Greece's energy deals will feature heavily in next year's privatization program, along with the sale of a stake in the Athens International Airport and progress on Hellinikon, drawing strong interest from Greek and foreign investors.
Deals on four important energy projects - gas company DEPA, Kavala's undersea natural gas storage reserve, Hellenic Electricity Distribution Network Operator (HEDNO) and Independent Power Transmission Operator (ADMIE) - are seen reshaping the country's business map as the large amounts of capital involved are likely to draw big players from abroad.
DEPA is up first, according to sources, with the tender for the sale of 65 percent in its infrastructure to be published in December, while the commercial side of the business will be put up for sale in January.
Among the companies expected to bid for DEPA are the shareholders of Greece's natural gas transmission operators DESFA: Italy's Snam, Belgium's Fluxys and Spain's Enagas. Italy's Italgas has also shown an interest in the DEPA deal. The Italian company is getting ready to enter Greece on another front as it is very close to a deal with Eni Gas e luce to buy its stake in EDA THESS, the gas distribution company of Thessaloniki and Thessalia.
On the commercial side of the business, DEPA may no longer have a monopoly but its strong network in the broader Athens area and its experience make it an attractive choice for investors. Its appeal is growing ahead of Greece's switch from lignite powered electricity plants to other forms of energy which will be dominated by natural gas. Mytilineos and Hellenic Petroleum have confirmed their interest in DEPA, while other likely contenders are Motor Oil, the Copelouzos group, Zenith, and Edison.
Another big battle regarding natural gas is the privatization of the empty undersea natural gas reserve off Kavala that can be turned into a 360 million cubic meter storage unit. STORENGY, a joint venture made up of Engie, Energean Oil and Gas and GEK TERNA have expressed their interest in the project, while DESFA is also expected to bid for it. The undersea storage facility will need investments of between 300 million euros to 400 million euros in a privatization that is expected to be launched by Greece in the first half of next year.

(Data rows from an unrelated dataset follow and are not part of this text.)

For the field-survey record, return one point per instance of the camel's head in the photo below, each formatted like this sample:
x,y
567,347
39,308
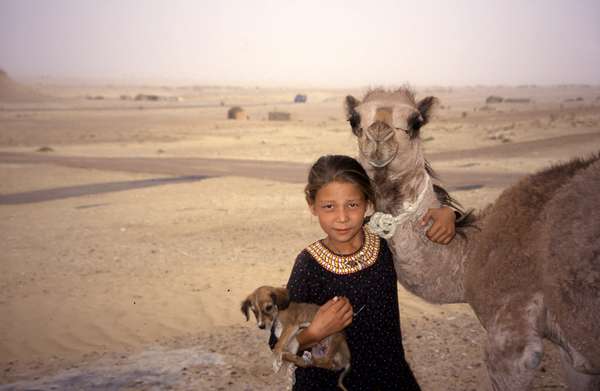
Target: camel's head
x,y
387,123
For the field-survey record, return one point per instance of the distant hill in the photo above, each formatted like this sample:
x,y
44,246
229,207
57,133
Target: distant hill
x,y
11,91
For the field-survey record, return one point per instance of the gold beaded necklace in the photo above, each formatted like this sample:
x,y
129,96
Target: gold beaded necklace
x,y
347,264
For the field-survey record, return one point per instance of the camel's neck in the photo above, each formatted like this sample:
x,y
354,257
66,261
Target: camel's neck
x,y
432,271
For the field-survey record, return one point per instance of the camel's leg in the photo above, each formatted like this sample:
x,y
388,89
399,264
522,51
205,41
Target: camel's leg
x,y
514,347
578,381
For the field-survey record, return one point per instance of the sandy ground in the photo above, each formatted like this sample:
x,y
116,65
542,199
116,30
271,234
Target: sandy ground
x,y
136,283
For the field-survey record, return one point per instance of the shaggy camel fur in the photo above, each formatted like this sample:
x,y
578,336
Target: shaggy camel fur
x,y
529,267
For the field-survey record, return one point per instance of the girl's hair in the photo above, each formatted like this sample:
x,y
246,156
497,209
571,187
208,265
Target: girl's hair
x,y
337,168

On a global level, more than 640 underground natural gas facilities are in operation with a total capacity of 330 billion cubic meters, an amount equal to 11 percent of global consumption. In Europe alone, 126 underground storage units are in use with a capacity of 80 billion cubic meters. Greece is one of the few countries in Europea with no such facility in use.
The big one
In the electricity market, the big battle is expected to take place over HEDNO, which has assets at a book value of some 3.5 billion euros. The stake that will be put under the hammer will either be 49 percent or 51 percent. It will be announced on December 16 when PPC's business plan is made public.
European and Chinese investors see large opportunities in HEDNO's 239,000-kilometer distribution network due to investments needed to upgrade it and the ability to chain onto the network 5G fiber optics cables that can provide an array of telecom and internet services. Germany's EON has shown an interest in the privatization, while Italy's Enel is also very likely to bid for the deal, as is Enedis, a subsidiary of France's EDF, and other Chinese companies.
HEDNO could also act as a base to expand into other parts of southeast Europe. This is also a feature of ADMIE, which is also being privatized with the sale of a 20 percent to 30 percent stake. China's State Grid, which currently owns 24 percent of the ADMIE, is interested in upping this position, while Italy's TERNA may also be interested.
As opposed to the above privatizations, the sale of a stake in Hellenic Petroleum remains unclear due to weak conditions in the oil market and a denial by major shareholder Latsis to jointly sell its stake in the company with the government after the previous failed attempt.